Wednesday, June 29, 2011

Zizek as Critic of American Evangelicalism


I just finished David Fitch's book called the End of Evangelicalism. It was a fun read as most of the criticisms he has for Evangelicalism I totally agree with (there is much here that I have spoke to my brother about on many occasions). The novel part of the book is that he uses the early work of Zizek on ideology to critique the three main "Master signifiers" of American Evangelicalism: 1) inerrant Bible, 2) the decision for Christ, and 3) the Christian nation.

After using Zizek to illustrate that the three signifiers are often empty, he moves to reinterpret them in a more new, concrete and productive way. I think this section is hit and miss because his aim is a church polity and as mission (I guess there is a lot of literature on this mode of thought but it is somewhat new to me). In short, read the Bible Christologically via Barth/Balthasar (which I like) and that the decision leads to the community of the kingdom of God and not a powerfulvia Milbank, Yoder and N.T. Wright. So one of the main targets of the book is the individualism often seen in the Protestant world of evangelicals.
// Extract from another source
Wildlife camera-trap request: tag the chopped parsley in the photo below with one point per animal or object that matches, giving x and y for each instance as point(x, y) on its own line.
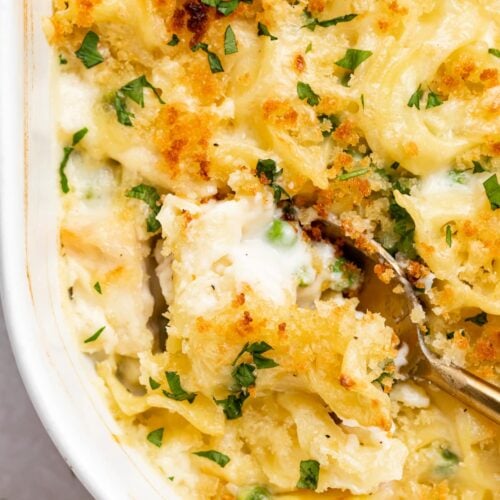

This is a book written to evangelicals to try to rethink the roots of evangelicalism.

I guess I fall more in line with Barth theologically and Hegel (via Rose and Zizek) philosophically than to see the church as a separate space of living examples of Christ in an important way (the turn to ecclesiology is way to vague and sacramental for me). For me, I see it as a place for failures/triumphs and bumbling buffoons who sometimes have moments of inspiration from time to time. In short, churches are places where the tensions of society come into conflict with an ancient belief system that has shaped the social-political situation we live in. It is a continual dialectical game that deals with these tensions but never in a complete way (maybe that is why we can explain denominational breaks as an escape into holism or a yearning of a completeness that will never come). So witnessing Christ would be open about the tensions we live with.